I'm creating an install for a .NET application written in C# that comprises three .exe files; the main application shall be accessible for all users of the computer, the other two are tools that only members of the Administrator group shall be able to launch. We only support VersionNT > 400 operating systems (2000, XP, Vista).
Before Windows Vista, it was sufficient to populate the LockPermission table and give only the Administrator group full access over the tools I install.
With Vista's UAC I find that the only way to achieve something similar is to embed a manifest file into the tools' .exe files that contains a line like
Unfortunately, this addition to the manifest is ignored by Windows XP and the .exe files can be launched by any user.
Is there a unified way to ensure that only members of the Administrators group (XP and/or Vista) can launch an application? Probably it would be a good idea to code this directly into the assemblies; still the question is: how would you do it without changing the assemblies' code?

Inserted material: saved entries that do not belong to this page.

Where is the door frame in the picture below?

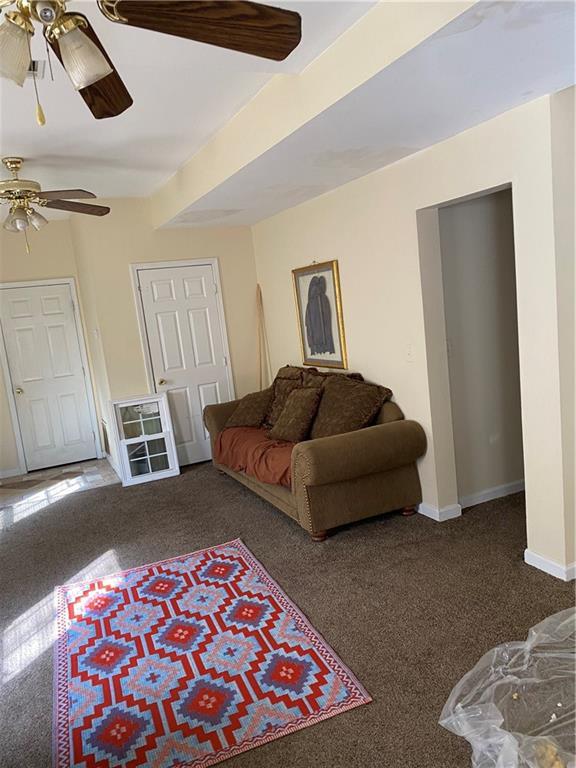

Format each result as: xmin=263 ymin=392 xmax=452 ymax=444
xmin=0 ymin=277 xmax=104 ymax=478
xmin=129 ymin=258 xmax=236 ymax=400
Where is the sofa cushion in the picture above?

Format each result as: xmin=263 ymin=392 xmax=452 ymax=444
xmin=226 ymin=387 xmax=273 ymax=428
xmin=214 ymin=427 xmax=294 ymax=487
xmin=310 ymin=376 xmax=392 ymax=439
xmin=269 ymin=387 xmax=323 ymax=443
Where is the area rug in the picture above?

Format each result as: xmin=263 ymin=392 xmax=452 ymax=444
xmin=53 ymin=539 xmax=371 ymax=767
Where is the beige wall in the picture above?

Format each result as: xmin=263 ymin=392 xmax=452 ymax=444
xmin=550 ymin=87 xmax=575 ymax=567
xmin=69 ymin=198 xmax=258 ymax=403
xmin=0 ymin=222 xmax=79 ymax=475
xmin=0 ymin=204 xmax=258 ymax=474
xmin=252 ymin=93 xmax=573 ymax=572
xmin=439 ymin=189 xmax=524 ymax=502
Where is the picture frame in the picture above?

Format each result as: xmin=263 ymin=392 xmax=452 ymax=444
xmin=292 ymin=260 xmax=348 ymax=369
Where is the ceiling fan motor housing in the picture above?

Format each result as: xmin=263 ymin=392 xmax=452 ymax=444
xmin=0 ymin=157 xmax=40 ymax=197
xmin=0 ymin=179 xmax=41 ymax=195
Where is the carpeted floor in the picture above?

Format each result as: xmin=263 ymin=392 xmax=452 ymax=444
xmin=0 ymin=462 xmax=573 ymax=768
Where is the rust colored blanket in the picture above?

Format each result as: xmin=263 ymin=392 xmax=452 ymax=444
xmin=214 ymin=427 xmax=294 ymax=488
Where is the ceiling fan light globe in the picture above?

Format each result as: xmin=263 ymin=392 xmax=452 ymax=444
xmin=58 ymin=25 xmax=112 ymax=91
xmin=28 ymin=208 xmax=48 ymax=230
xmin=5 ymin=206 xmax=30 ymax=232
xmin=0 ymin=15 xmax=32 ymax=87
xmin=3 ymin=213 xmax=20 ymax=232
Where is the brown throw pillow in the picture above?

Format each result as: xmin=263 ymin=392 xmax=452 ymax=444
xmin=264 ymin=366 xmax=306 ymax=426
xmin=303 ymin=368 xmax=364 ymax=388
xmin=275 ymin=365 xmax=304 ymax=380
xmin=266 ymin=379 xmax=302 ymax=426
xmin=226 ymin=388 xmax=273 ymax=428
xmin=264 ymin=365 xmax=366 ymax=427
xmin=269 ymin=387 xmax=323 ymax=443
xmin=310 ymin=376 xmax=392 ymax=439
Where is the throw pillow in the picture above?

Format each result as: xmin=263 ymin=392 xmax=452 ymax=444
xmin=266 ymin=378 xmax=302 ymax=426
xmin=302 ymin=368 xmax=364 ymax=388
xmin=269 ymin=387 xmax=323 ymax=443
xmin=264 ymin=366 xmax=307 ymax=426
xmin=275 ymin=365 xmax=304 ymax=380
xmin=310 ymin=376 xmax=392 ymax=439
xmin=226 ymin=388 xmax=273 ymax=428
xmin=264 ymin=365 xmax=366 ymax=427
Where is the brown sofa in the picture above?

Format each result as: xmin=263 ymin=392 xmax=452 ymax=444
xmin=203 ymin=373 xmax=427 ymax=541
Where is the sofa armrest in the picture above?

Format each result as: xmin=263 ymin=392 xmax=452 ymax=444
xmin=203 ymin=400 xmax=240 ymax=437
xmin=292 ymin=420 xmax=427 ymax=486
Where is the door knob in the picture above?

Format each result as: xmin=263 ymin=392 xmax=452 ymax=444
xmin=15 ymin=387 xmax=24 ymax=395
xmin=158 ymin=378 xmax=167 ymax=386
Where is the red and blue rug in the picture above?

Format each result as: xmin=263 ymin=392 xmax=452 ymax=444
xmin=54 ymin=539 xmax=370 ymax=767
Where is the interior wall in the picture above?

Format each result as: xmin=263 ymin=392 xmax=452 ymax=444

There is no such unified way that I'm aware of. Even the manifest you describe may or may not work in various UAC scenarios on Vista (although I think it will disallow running without, it may not allow the privilege increase you need). The simplest most fool-proof method I can imagine would be a correct programmatic probing of whether your application actually has access to the file. If it does not, it should then use ShellExecute[Ex] or equivalent with the "runas" verb to launch itself while requesting extra privileges. This works both on and before Vista.